Victory takes their beer very seriously, and it shows. Nestled in the cozy, suburban haven of Downingtown, PA, the brewery definitely reps Philly pride. Still, if their heart is in Philly, their eyes are fixed on Germany. That’s where the two founders – Ron Barchet and Bill Covaleski – got their formal training. By 1996, with the Reheittsebot in their hearts and noble hops in their nostrils, they officially opened Victory’s doors. And while the brewery is by no means exclusively Germanic, the country’s influence shows in everything from their equipment (shipped straight from Deutchland) to the brewery’s flagship beer (a German Pilsner).
To me, Victory’s beers seem stylistically solid, polished, and refined. Very rarely do they break from tradition, choosing to perfect the standards rather than give them a new twist. This attention to detail has certainly paid off, earning the brewery awards and accolades for several of it’s beers (it’s Oktoberfest-style Festbier, Belgian Tripel Golden Monkey, and hellerbock St. Boisterous among the winners). Still, the beer that shines most of all – and is most indicative of the brewery’s style – is it’s Prima Pils.
The Prima Pils is easily one of the best beers I’ve ever had. Not because it’s groundbreaking, not because it’s unique – because it’s really good. With it, Victory takes the most popular style in the world – the pilsner – and just gets it right. It’s crisp, refreshing, and really flavorful. Generous hops balance the sweetness of the German malts, giving the beer a range of bright notes from concord grapes to fresh-cut grass. And true to the brewery’s dogged attention to detail, the Prima is impossibly clean. Operating room clean. No element runs rampant, nothing lingers longer than it should – the flavors open the moment it hits your tongue and cut off at a razor’s edge, leaving nothing but a dry memory in their wake. If you haven’t had it, try it. Prima Pils is one of the most delicious and accessible beers I’ve ever had.
If Victory is a course in beer history, Ithaca might as well be a trip to the farmer’s market. Its founder, Dan Mitchell, was inspired by the area’s wine culture and figured it was time for beer to share that same regional pride. After getting some hand-me-down equipment from Texas, he set up Ithaca Beer Company in 1997 (a year after Victory) to capture the “Spirit of the Fingerlakes”.
The beer that Mitchell ended up producing is definitely representative of the region. Instead of focusing on traditional styles of Europe, Ithaca thinks more locally, producing beers based on the seasons and agriculture of the region. Their Apricot Wheat and Partly Sunny (an “Ithaca-style” Wit bier) are examples of this freedom of expression. Still, possibly the best example – and the most impressive – is Ithaca’s CascaZilla.
Not only is it’s name derived from a local landmark (a gorge named Cascadilla), it showcases the cascade hop, the darling of American varietals.
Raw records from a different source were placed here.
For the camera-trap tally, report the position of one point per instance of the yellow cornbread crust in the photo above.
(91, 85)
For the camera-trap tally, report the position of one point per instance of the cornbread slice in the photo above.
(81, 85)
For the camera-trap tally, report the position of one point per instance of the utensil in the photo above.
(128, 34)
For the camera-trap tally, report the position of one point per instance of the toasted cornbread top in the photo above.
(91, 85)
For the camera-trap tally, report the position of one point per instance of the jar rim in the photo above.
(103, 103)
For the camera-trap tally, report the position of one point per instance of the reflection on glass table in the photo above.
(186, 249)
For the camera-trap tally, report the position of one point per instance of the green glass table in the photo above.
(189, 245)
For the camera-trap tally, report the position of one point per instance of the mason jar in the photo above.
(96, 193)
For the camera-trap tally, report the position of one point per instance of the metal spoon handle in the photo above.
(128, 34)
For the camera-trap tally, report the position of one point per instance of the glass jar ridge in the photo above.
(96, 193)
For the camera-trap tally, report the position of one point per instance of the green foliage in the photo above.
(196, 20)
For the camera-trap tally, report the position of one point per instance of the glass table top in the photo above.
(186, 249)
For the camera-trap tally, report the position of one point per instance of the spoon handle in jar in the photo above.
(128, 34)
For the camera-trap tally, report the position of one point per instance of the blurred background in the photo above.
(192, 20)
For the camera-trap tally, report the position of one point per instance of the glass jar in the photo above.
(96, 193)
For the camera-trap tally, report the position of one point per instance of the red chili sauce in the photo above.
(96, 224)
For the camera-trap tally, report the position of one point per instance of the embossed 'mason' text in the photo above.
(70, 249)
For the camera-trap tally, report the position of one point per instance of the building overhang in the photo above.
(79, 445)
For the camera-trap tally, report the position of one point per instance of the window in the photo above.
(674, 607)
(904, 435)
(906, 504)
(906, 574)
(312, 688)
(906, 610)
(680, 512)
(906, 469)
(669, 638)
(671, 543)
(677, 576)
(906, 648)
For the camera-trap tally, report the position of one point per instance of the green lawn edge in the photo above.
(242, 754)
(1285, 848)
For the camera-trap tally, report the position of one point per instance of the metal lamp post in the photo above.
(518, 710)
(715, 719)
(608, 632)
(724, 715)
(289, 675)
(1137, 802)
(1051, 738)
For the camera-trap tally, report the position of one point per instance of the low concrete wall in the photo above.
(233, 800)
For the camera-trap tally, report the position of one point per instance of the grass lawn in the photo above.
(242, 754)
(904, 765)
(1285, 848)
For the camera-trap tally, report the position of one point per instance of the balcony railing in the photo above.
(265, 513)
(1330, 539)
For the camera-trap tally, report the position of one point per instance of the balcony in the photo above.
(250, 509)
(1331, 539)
The red ale is really fantastic – aromatic and smooth. Its bouquet is both vibrant and surprisingly round, with notes from high-register grapefruit to warm vanilla. When I drank this beer, I didn’t get the feeling of refined perfection like I did with the Prima Pils. Instead, it tasted like a cross-section of American bounty. Organically rustic, the flavors worked the same way a spray of wild flowers can be just as beautiful as a manicured garden. Not to say this was a sloppy beer – it was absolutely delicious – but it came off as a reflection of the brewery’s link to nature.